Le libéral flamand Alexander De Croo, nouveau Premier ministre belge

Xavier Trudeau
Octobre 2, 2020

Après cinq ans de gouvernement de centre-droit, cette nouvelle coalition marque le retour des socialistes et des écologistes au pouvoir.

Les élections législatives du 26 mai 2019, marquées par une progression des extrêmes et des écologistes, ont accentué le morcellement du paysage politique et rendu encore plus complexe la constitution d'une majorité autour des partis traditionnels.

Selon une source proche des négociations, les écologistes devraient hériter de trois ou quatre portefeuilles ministériels dont ceux du Climat et de la Mobilité.
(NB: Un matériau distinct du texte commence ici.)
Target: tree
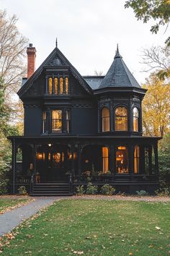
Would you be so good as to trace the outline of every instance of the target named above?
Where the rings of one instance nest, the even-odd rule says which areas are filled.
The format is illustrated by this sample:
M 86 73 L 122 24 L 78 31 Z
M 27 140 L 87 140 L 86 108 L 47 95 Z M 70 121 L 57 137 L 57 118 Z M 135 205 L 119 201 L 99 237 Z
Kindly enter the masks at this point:
M 128 0 L 126 1 L 125 8 L 131 7 L 138 20 L 147 23 L 151 19 L 158 20 L 158 22 L 151 28 L 152 33 L 157 33 L 161 25 L 166 25 L 166 30 L 170 20 L 169 0 Z M 170 46 L 170 37 L 166 40 Z
M 144 134 L 163 137 L 170 130 L 170 84 L 153 73 L 143 88 L 148 89 L 143 101 Z
M 25 74 L 24 59 L 27 39 L 18 30 L 15 15 L 8 17 L 0 10 L 0 76 L 4 80 L 5 100 L 17 92 Z
M 143 54 L 143 64 L 148 67 L 145 71 L 156 70 L 161 80 L 170 77 L 170 47 L 152 46 Z
M 18 129 L 10 123 L 13 111 L 4 101 L 4 83 L 0 77 L 0 195 L 7 192 L 8 173 L 12 161 L 12 147 L 6 139 L 18 135 Z

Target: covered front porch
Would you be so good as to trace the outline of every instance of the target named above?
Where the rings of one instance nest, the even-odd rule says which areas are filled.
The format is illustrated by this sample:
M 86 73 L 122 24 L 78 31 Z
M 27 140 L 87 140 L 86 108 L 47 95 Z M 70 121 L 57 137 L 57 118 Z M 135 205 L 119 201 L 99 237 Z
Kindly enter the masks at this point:
M 75 191 L 89 182 L 117 191 L 154 191 L 158 185 L 154 137 L 12 137 L 12 192 L 21 185 L 64 183 Z

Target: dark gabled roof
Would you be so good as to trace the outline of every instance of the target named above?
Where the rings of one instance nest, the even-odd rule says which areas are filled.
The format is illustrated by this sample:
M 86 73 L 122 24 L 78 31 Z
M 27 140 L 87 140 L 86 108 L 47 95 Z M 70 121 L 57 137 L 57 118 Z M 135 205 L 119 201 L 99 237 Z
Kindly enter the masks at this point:
M 83 76 L 84 80 L 88 83 L 92 90 L 98 89 L 104 76 Z
M 136 87 L 140 88 L 138 82 L 123 61 L 122 57 L 119 53 L 118 46 L 114 61 L 99 88 L 107 87 Z
M 22 86 L 18 91 L 17 94 L 21 97 L 28 89 L 33 85 L 33 82 L 40 75 L 43 71 L 44 67 L 53 65 L 53 68 L 57 68 L 57 66 L 69 66 L 70 70 L 76 80 L 79 80 L 81 85 L 85 89 L 85 90 L 89 94 L 92 94 L 92 90 L 88 83 L 83 79 L 79 72 L 75 69 L 75 67 L 70 63 L 70 61 L 65 57 L 61 51 L 56 46 L 47 59 L 42 63 L 38 69 L 34 72 L 34 74 L 24 82 L 22 82 Z

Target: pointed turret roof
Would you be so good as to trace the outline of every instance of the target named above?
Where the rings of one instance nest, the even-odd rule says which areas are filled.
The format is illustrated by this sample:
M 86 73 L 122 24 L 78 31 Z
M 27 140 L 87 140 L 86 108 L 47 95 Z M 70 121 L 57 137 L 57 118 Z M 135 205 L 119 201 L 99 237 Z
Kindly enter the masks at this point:
M 123 61 L 119 52 L 118 45 L 114 61 L 99 88 L 107 87 L 135 87 L 140 88 L 138 82 Z

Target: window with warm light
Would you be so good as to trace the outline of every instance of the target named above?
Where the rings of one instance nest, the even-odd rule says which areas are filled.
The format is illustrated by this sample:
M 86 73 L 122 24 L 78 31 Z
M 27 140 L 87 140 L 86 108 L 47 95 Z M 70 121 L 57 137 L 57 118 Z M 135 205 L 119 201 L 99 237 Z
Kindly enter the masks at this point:
M 134 173 L 139 173 L 140 151 L 139 146 L 135 145 L 134 148 Z
M 48 93 L 52 94 L 53 93 L 53 79 L 52 77 L 48 78 Z
M 55 77 L 54 78 L 54 93 L 55 95 L 58 94 L 58 78 Z
M 68 110 L 66 111 L 66 132 L 69 133 L 70 132 L 70 111 Z
M 103 173 L 107 174 L 109 171 L 109 150 L 107 147 L 102 147 L 102 163 Z
M 65 78 L 65 91 L 66 91 L 66 94 L 68 93 L 68 77 Z
M 115 130 L 128 131 L 128 109 L 119 106 L 115 109 Z
M 138 132 L 139 130 L 139 111 L 137 108 L 133 109 L 133 131 Z
M 102 110 L 102 132 L 109 132 L 109 110 L 104 107 Z
M 42 112 L 42 133 L 46 132 L 47 129 L 47 121 L 46 121 L 46 111 Z
M 60 93 L 63 94 L 63 78 L 60 77 Z
M 65 95 L 69 93 L 68 77 L 58 75 L 47 77 L 47 93 L 49 95 Z
M 116 151 L 116 171 L 118 174 L 128 174 L 128 151 L 127 147 L 119 146 Z
M 52 110 L 51 116 L 52 133 L 70 132 L 69 110 Z
M 52 132 L 62 132 L 62 111 L 52 111 Z

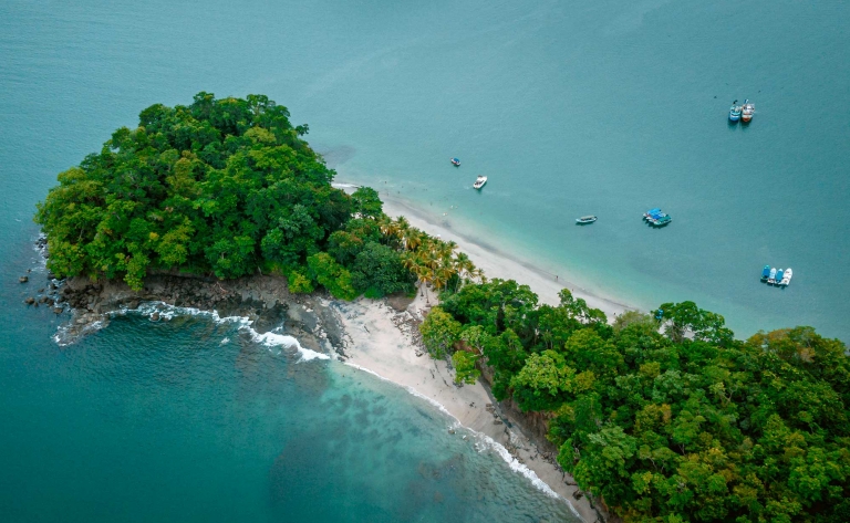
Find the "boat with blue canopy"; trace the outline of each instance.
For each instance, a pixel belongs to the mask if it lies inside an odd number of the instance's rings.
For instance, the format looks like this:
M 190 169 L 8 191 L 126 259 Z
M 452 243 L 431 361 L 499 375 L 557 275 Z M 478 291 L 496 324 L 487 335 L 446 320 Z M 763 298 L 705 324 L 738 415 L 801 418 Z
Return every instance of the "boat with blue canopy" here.
M 673 221 L 670 215 L 662 212 L 657 207 L 643 213 L 643 219 L 653 227 L 663 227 Z
M 732 107 L 729 107 L 729 122 L 737 122 L 740 119 L 740 113 L 744 109 L 743 105 L 735 105 L 738 101 L 732 103 Z

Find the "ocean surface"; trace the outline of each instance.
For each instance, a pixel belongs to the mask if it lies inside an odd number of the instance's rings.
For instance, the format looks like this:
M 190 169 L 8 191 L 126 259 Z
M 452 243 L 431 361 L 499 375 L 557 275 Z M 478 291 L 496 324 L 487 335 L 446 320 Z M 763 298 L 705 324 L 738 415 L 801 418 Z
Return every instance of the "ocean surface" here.
M 848 22 L 846 1 L 0 2 L 0 519 L 569 520 L 428 404 L 238 324 L 131 314 L 56 345 L 64 318 L 21 303 L 35 202 L 153 103 L 263 93 L 339 181 L 576 285 L 850 341 Z

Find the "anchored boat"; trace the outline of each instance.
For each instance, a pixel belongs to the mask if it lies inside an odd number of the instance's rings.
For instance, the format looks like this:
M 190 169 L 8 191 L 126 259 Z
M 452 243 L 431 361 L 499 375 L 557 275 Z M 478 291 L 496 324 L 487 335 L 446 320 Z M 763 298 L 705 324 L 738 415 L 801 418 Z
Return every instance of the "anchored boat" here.
M 662 212 L 657 207 L 650 209 L 643 213 L 643 219 L 646 220 L 652 227 L 663 227 L 673 221 L 666 212 Z
M 749 98 L 745 100 L 740 108 L 740 121 L 747 124 L 753 119 L 754 114 L 756 114 L 756 104 L 750 104 Z
M 791 271 L 791 268 L 785 270 L 785 274 L 782 274 L 782 280 L 779 282 L 779 285 L 788 286 L 789 283 L 791 283 L 791 276 L 794 275 L 794 271 Z
M 737 122 L 740 119 L 740 113 L 744 108 L 742 105 L 735 105 L 738 101 L 732 103 L 732 107 L 729 107 L 729 122 Z

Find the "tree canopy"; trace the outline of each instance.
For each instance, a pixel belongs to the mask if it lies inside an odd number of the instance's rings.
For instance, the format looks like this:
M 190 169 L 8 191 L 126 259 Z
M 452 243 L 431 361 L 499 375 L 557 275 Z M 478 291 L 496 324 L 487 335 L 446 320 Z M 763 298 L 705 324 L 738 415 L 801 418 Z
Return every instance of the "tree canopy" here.
M 693 302 L 612 328 L 569 292 L 538 305 L 512 281 L 443 297 L 426 344 L 463 349 L 467 381 L 480 352 L 497 399 L 550 412 L 559 463 L 624 521 L 850 521 L 841 342 L 811 327 L 737 341 Z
La Belgique se dote d'un nouveau gouvernement et d'un nouveau Premier ministre, le libéral flamand de 45 ans Alexander De Croo.

En élisant un dirigeant flamand, le nouveau gouvernement espère équilibrer le fait que sa base parlementaire sera principalement constituée de partis francophones, avec les principaux groupes néerlandophones dans l'opposition. "C'était symboliquement important d'avoir un Premier ministre flamand car ce gouvernement va être attaqué en Flandre, dont les deux plus grands partis (N-VA et Vlaams Belang) sont dans l'opposition", a dit à l'AFP le politologue Dave Sinardet.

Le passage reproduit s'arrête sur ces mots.